Magic for Liars by Sarah Gailey

I love a good genre-bending book, and Sarah Gailey definitely delivers on that for this novel. The story follows a non-magical private investigator, Ivy Gamble, who takes on a case to solve a murder at a magical school where her estranged, witchy sister happens to be employed. From the beginning, I was hooked by the atmosphere of the school and enjoyed the way that working with magical teens to solve a murder added some quirkiness to the tale. A more lighthearted mystery novel that would be a great transition from summer to spooky season!

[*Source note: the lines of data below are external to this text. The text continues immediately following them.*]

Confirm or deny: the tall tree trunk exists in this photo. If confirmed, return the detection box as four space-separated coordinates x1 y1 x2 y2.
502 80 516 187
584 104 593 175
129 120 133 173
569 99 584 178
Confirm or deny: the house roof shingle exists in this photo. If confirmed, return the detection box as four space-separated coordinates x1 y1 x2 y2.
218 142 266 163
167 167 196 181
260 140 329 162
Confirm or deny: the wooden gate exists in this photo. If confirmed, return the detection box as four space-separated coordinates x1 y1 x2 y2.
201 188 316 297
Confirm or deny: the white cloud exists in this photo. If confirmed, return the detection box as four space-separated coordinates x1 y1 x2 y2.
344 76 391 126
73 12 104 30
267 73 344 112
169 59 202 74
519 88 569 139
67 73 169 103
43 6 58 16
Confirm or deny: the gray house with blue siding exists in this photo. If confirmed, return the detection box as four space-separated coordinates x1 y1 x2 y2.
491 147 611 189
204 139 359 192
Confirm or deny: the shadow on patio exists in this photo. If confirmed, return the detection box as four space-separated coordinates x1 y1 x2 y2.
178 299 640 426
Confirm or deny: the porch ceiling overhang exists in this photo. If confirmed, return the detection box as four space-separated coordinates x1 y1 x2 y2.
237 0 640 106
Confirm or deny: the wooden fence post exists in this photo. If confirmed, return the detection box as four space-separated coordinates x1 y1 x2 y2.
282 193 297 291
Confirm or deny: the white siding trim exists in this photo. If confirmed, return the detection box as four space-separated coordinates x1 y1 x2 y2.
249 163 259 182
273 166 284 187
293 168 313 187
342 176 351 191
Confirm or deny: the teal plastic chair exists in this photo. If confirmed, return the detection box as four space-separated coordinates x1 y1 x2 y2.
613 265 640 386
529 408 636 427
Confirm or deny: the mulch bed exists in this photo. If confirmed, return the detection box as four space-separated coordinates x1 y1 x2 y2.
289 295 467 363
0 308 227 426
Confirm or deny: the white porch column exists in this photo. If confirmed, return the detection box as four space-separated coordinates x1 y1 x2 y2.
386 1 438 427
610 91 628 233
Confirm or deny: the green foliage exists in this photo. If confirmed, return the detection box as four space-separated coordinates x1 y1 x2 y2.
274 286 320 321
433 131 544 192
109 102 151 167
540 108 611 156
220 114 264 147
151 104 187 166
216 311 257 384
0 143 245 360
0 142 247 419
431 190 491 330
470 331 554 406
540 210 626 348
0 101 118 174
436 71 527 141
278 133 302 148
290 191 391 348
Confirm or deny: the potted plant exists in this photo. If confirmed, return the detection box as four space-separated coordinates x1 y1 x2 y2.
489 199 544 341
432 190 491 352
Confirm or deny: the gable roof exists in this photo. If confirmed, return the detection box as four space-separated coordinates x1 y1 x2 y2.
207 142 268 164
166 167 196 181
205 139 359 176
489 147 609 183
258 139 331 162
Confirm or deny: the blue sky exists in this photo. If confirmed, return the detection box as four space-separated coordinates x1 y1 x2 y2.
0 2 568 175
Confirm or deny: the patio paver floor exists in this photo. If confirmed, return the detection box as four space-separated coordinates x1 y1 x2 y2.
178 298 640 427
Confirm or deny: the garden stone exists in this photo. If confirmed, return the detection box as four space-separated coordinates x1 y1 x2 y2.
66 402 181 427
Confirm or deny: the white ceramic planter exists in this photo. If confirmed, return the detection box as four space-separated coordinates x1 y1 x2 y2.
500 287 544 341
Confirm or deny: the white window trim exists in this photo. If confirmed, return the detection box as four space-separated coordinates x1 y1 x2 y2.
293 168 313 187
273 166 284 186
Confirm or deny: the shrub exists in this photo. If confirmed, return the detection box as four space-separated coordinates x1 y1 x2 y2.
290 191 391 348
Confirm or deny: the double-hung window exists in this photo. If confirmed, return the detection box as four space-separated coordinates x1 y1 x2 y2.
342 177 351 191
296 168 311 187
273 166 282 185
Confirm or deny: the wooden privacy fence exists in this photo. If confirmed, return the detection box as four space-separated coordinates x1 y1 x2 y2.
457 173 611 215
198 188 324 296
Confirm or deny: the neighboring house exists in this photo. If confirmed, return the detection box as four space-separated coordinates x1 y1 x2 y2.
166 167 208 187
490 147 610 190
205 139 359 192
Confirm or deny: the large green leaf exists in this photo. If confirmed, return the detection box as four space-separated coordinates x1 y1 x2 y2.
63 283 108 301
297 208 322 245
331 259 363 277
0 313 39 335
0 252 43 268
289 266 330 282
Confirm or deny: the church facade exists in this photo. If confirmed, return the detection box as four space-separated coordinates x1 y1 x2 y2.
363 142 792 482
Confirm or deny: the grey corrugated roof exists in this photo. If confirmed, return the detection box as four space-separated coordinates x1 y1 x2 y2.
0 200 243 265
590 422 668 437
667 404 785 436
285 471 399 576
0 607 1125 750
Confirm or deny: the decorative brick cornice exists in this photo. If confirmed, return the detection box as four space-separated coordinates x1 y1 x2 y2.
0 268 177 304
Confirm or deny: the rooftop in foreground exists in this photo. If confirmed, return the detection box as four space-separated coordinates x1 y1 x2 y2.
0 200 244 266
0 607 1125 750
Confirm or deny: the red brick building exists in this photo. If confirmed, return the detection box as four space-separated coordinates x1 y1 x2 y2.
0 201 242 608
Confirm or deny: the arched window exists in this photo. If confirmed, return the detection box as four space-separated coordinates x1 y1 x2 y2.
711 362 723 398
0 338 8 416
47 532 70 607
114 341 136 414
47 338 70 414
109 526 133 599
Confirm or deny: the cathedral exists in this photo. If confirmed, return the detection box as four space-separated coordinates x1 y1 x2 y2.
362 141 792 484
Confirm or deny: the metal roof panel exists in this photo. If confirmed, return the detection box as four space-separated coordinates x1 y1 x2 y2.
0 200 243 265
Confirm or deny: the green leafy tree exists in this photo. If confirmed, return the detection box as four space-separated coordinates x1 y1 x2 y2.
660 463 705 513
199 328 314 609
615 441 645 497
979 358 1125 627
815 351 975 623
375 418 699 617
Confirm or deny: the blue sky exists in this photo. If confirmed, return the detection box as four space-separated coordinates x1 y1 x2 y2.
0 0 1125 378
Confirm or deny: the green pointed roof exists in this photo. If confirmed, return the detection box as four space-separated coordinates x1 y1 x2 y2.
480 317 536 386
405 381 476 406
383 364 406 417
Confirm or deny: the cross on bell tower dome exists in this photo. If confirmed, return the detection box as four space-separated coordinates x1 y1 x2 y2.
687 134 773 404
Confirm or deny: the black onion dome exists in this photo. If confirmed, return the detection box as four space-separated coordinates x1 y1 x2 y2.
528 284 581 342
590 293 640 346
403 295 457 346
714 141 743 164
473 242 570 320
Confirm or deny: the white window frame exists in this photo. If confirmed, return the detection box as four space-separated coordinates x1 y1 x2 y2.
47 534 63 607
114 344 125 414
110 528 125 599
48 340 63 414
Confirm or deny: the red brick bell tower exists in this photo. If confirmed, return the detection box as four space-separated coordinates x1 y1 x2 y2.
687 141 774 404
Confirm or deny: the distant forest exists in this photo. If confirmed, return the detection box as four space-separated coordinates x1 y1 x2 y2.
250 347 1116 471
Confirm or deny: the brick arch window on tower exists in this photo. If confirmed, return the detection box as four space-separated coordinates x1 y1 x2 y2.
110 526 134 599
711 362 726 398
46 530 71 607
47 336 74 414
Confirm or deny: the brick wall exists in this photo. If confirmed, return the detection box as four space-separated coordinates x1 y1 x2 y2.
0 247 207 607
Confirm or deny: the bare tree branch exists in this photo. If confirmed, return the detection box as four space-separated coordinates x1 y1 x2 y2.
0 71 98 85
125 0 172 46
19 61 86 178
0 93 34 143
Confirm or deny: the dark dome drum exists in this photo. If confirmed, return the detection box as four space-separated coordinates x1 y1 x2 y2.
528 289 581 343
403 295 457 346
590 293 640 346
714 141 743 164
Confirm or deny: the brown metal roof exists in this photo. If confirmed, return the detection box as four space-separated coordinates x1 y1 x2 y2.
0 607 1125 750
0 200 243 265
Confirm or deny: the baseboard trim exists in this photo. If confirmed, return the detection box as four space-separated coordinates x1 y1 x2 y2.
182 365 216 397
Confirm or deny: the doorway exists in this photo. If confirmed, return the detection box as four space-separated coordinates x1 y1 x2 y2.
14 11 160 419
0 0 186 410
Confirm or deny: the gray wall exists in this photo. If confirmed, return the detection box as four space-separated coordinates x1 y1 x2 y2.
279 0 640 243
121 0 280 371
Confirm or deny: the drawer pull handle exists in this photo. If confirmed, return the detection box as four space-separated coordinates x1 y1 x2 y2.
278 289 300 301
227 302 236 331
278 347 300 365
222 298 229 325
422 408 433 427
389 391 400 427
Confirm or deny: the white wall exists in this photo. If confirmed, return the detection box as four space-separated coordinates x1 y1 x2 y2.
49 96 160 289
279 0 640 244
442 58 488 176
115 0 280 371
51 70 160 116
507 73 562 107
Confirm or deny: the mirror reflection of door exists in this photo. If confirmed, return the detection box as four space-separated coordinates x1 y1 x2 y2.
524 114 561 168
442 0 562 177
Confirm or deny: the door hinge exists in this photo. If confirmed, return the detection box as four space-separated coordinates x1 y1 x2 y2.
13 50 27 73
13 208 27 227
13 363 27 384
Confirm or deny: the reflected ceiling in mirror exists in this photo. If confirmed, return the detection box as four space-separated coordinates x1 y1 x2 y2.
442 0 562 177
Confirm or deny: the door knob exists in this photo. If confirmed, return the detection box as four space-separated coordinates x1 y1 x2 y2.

- Marinna Krehbiel, bookseller


Garlic and the Vampire by Bree Paulsen

This is a nice, cozy read for folks who want to get in the Halloween spirit without dipping their toes into horror. It’s a graphic novel suitable for kids and adults, and tells the story of an anthropomorphic garlic who is encouraged (and forced) by her garden friends to venture to a vampire’s house. With the help of her best pal, Carrot, she has the courage to face her fears and visit the vampire. Read on to see what horrors await! (There are no horrors, it’s a very sweet book.)

- Daniel Jordan, co-owner


Trick or Treat: A History of Halloween by Lisa Morton

Halloween is one of the most beloved holidays — and perhaps the most misunderstood. It’s a combination of different religious and spiritual traditions that has evolved over the years to become something far different from how it began. If you’ve ever wondered about the origins of the greatest holiday ever, where we get our current traditions or how Halloween is celebrated in other countries, then Trick or Treat is the perfect book! It’s a quick read that’ll give you tons of fun facts to share at your Halloween parties.